VII. Nachteile und Risiken
Der CRMA weckt aber auch Zweifel hinsichtlich der Zielerreichung und der Umsetzung:
- Die als unrealistisch wahrgenommenen Ziele des Gesetzes könnten schwer erreichbar sein.
- Es ist fraglich, ob die Listen der kritischen und strategischen Rohstoffe ausreichend sind.
- Die erhebliche Privilegierung strategischer Projekte könnte die Versorgungssicherheit für nicht-strategische kritische Rohstoffe beeinträchtigen und zu Verzögerungen bei anderen Projekten führen.
- Die Umsetzung des CRMA hängt stark von den Mitgliedstaaten ab, die ergänzende nationale Gesetzgebung benötigen, was Unsicherheiten schafft.

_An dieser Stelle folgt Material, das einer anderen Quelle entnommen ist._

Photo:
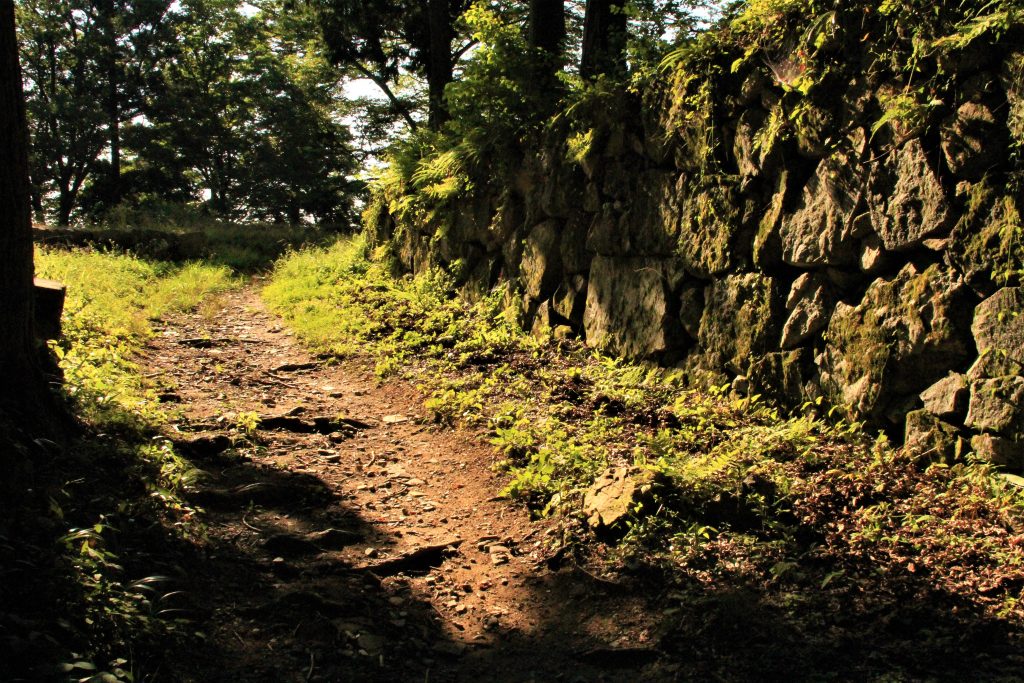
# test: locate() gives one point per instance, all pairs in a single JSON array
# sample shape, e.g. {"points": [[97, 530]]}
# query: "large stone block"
{"points": [[825, 227], [741, 318], [628, 306], [906, 200], [708, 226], [973, 141], [810, 304], [1012, 79], [905, 334], [997, 406], [541, 269], [998, 334], [947, 398]]}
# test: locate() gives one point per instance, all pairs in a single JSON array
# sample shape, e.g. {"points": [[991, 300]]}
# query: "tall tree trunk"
{"points": [[603, 39], [440, 67], [546, 35], [113, 99], [547, 26], [66, 202], [20, 377]]}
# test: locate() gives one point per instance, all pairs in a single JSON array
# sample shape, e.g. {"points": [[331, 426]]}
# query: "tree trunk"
{"points": [[439, 67], [20, 377], [547, 27], [546, 35], [603, 39]]}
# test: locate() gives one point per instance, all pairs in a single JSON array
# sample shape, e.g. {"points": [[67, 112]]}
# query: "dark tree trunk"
{"points": [[547, 27], [440, 67], [603, 39], [66, 202], [20, 377], [113, 99], [547, 35]]}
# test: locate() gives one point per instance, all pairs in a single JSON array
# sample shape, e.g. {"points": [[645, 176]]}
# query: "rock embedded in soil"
{"points": [[614, 495], [998, 333], [948, 397]]}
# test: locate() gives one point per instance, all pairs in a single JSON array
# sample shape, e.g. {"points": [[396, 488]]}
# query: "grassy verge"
{"points": [[794, 504], [89, 585]]}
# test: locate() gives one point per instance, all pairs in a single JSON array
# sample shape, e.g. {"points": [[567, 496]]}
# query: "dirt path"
{"points": [[353, 541]]}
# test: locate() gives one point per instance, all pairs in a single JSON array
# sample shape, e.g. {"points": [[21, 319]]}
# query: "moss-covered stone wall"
{"points": [[814, 202]]}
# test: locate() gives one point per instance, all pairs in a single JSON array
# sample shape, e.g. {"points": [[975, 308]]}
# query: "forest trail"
{"points": [[350, 540]]}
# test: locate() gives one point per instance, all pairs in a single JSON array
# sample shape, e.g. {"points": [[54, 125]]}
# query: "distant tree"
{"points": [[546, 35], [87, 66], [22, 382], [60, 51], [247, 105], [604, 36], [380, 39]]}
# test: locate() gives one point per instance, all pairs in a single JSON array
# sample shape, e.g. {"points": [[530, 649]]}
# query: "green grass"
{"points": [[102, 512], [740, 484], [112, 299]]}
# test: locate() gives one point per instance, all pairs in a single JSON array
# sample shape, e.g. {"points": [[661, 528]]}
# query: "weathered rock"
{"points": [[573, 245], [998, 451], [815, 130], [542, 263], [741, 318], [691, 301], [708, 226], [749, 157], [872, 255], [998, 334], [778, 376], [544, 321], [650, 217], [825, 227], [972, 140], [981, 244], [1012, 79], [614, 495], [628, 308], [905, 199], [767, 248], [905, 334], [810, 303], [948, 397], [933, 438], [604, 238], [569, 299], [997, 406]]}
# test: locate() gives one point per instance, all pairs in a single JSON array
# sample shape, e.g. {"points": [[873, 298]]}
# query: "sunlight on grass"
{"points": [[112, 299], [736, 482]]}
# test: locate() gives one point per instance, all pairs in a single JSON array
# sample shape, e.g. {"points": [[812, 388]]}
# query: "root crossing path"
{"points": [[350, 540]]}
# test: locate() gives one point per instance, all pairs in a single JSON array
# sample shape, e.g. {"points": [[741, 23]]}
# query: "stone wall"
{"points": [[871, 265]]}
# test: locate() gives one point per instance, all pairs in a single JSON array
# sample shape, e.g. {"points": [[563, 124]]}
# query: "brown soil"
{"points": [[351, 540]]}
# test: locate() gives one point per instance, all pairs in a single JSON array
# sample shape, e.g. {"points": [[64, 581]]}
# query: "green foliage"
{"points": [[121, 484], [111, 300], [202, 97], [734, 477]]}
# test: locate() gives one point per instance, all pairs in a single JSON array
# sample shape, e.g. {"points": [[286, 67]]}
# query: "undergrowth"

- Die Harmonisierung mit bestehenden Richtlinien wie der WEEE-Richtlinie, Ökodesign-Verordnung und Batterie-Verordnung ist im Detail nicht immer klar und könnte zu Rechtsunsicherheiten führen. Beispielsweise gibt es Diskrepanzen zwischen der Batterie-Verordnung und den CRMA-Zielen: In der im August 2023 in Kraft getretenen BattVO hat die EU für Industrie-, Elektrofahrzeug- und Starterbatterien einen verbindlichen Mindest-Rezyklatanteil für Lithium von 6 % ab 2031 und von 12 % ab 2036 festgelegt. Auch wenn diese Vorgabe nur bestimmte Batterien betrifft, fällt die große Diskrepanz zu dem CRMA-Ziel auf, in der EU bis 2030 eine Recyclingkapazität von mind. 25 % zu erreichen.
- Auch fehlen klare verbindliche Regelungen und Instrumente zur Finanzierung von strategischen Projekten und Forschung und Entwicklung.
Schließlich ist fraglich, ob es nicht wichtiger oder zumindest ebenso wichtig wäre, die allgemeinen rechtliche und wirtschaftlichen Rahmenbedingungen für Projekte im Bereich strategischer und kritischer Rohstoffe wie Energiepreise, Digitalisierung und Infrastruktur, zu verbessern, um die notwendigen Voraussetzungen dafür zu schaffen, die mit dem CRMA gesteckten Ziele effektiv zu erreichen.